Hospitals and health systems saw an uptick in outpatient volume in June. Outpatient revenue rose 2.6% from May, and is 4.7% higher than in June 2021. Outpatient revenue has increased 7.8% year-to-date.

Inpatient revenue dropped 0.95 in June compared to May, but it is up 2.2% compared to June 2021, and it’s risen 4.6% year to date.

Operating room minutes rose 2.4% in June compared to May, but they are down 4.8% year-over-year. Patients’ length of stay fell 2.1% in June compared to the previous month, but it’s still 2.8% higher than in June 2021. Patient days declined 2.6% from May to June, but they are just slightly higher (0.5%) than in June 2021.

Emergency department visits dropped 2.6% from May to June, but they were 2.6% higher than in June 2021.

Total expenses dipped 1.3% in June compared to May, but they are 7.5% higher than in June 2021. Total costs have risen 9.5% year-to-date, with inflation and labor shortages fueling the higher expenses, according to the report.

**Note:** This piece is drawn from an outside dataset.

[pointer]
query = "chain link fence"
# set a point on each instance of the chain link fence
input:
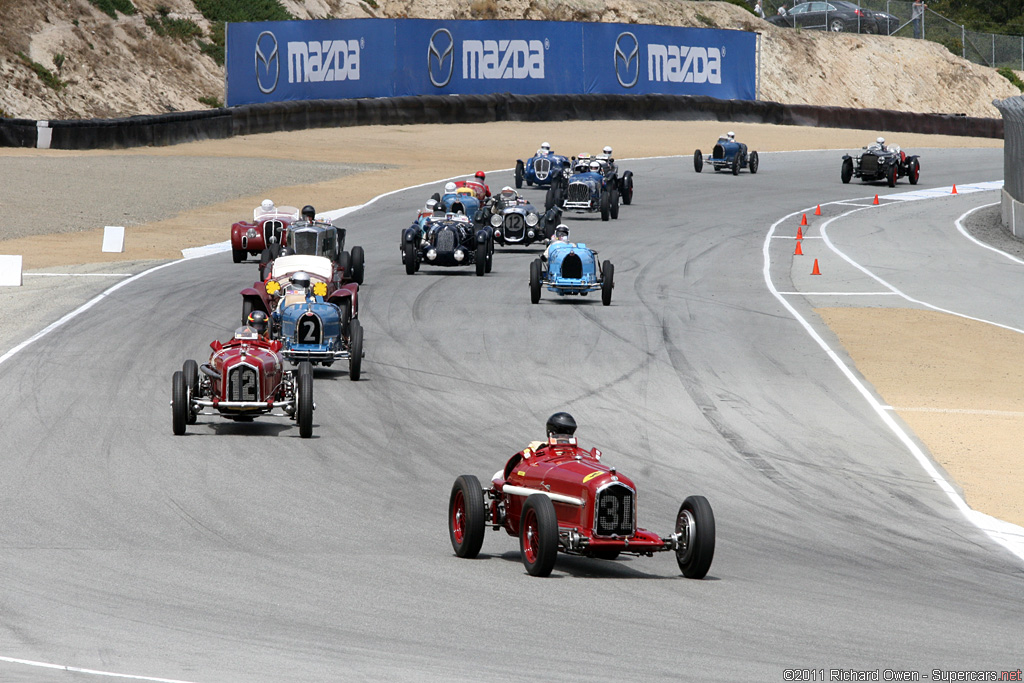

Hospitals saw a 6.7% drop in labor expenses per adjusted discharge compared to May, but the costs are 13.4% higher year-to-date, the report stated. Throughout the pandemic, hospitals nationwide have been facing shortages of doctors, nurses and other critical healthcare workers, according to a federal report issued in May.

With inflation, hospitals are paying more for supplies. Hospital supply costs rose 4.6% from May to June, and are 3.3% higher than in June 2021. Drug costs increased 6.6% in June compared to May and are 1% higher than in June 2021.

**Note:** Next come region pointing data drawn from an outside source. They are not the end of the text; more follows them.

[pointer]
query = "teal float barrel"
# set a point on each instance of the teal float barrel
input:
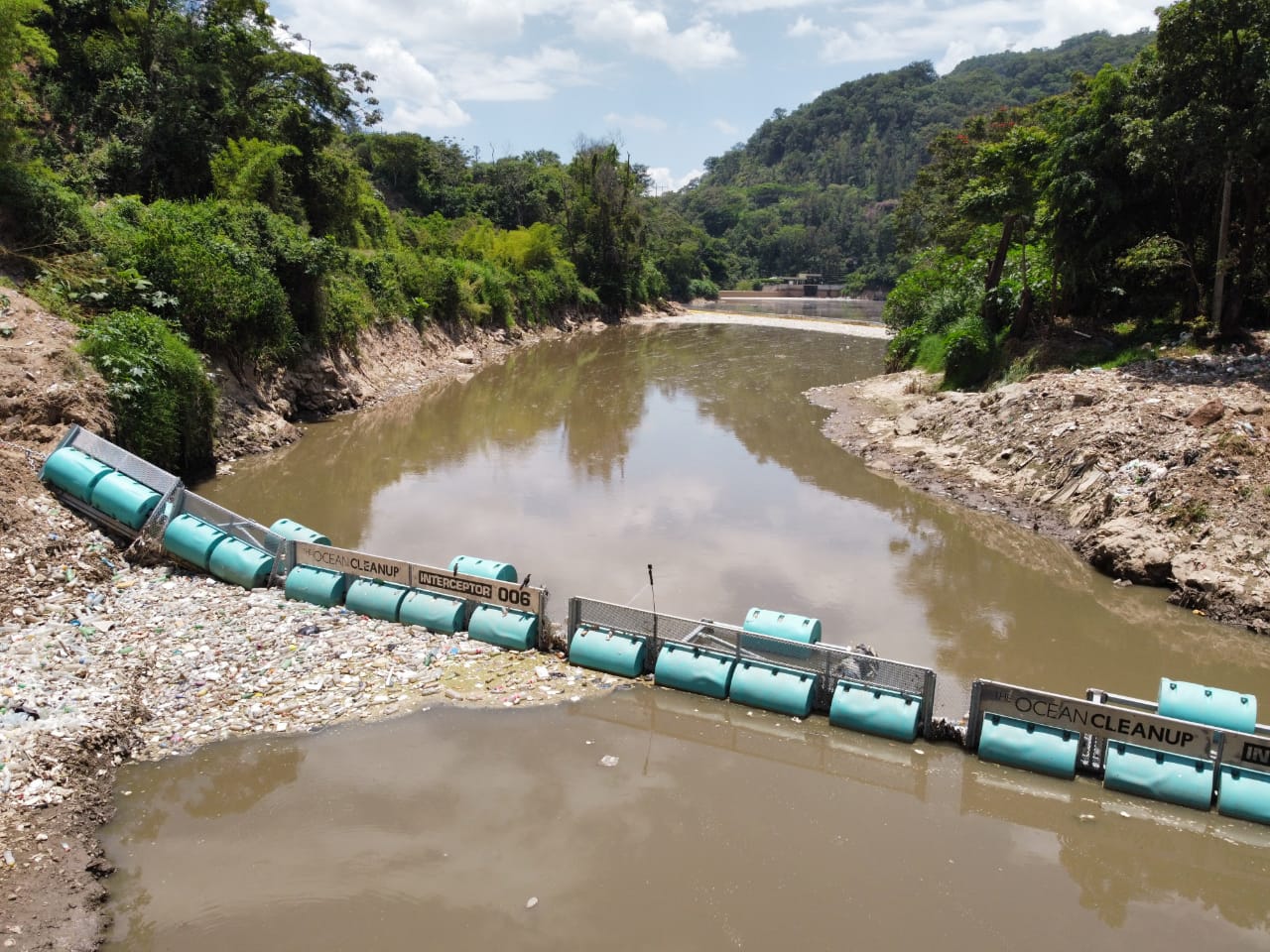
(318, 587)
(234, 560)
(772, 688)
(874, 710)
(376, 599)
(688, 667)
(517, 631)
(286, 529)
(191, 539)
(1243, 793)
(612, 652)
(795, 630)
(1157, 774)
(73, 471)
(1033, 747)
(125, 499)
(434, 612)
(484, 569)
(1211, 706)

Some hospitals may find it difficult to keep their doors open. Diane Swonk, chief economist and managing director at Grant Thornton, said in March that some hospitals, particularly in rural areas, are likely to go under. “We’re about to see a lot of hospitals close,” Swonk said at the HIMSS 2022 Global Health Conference & Exhibition.

Some analysts, including Kaufman Hall, have suggested some financially troubled hospitals may have to consider merging with other systems in order to stay afloat.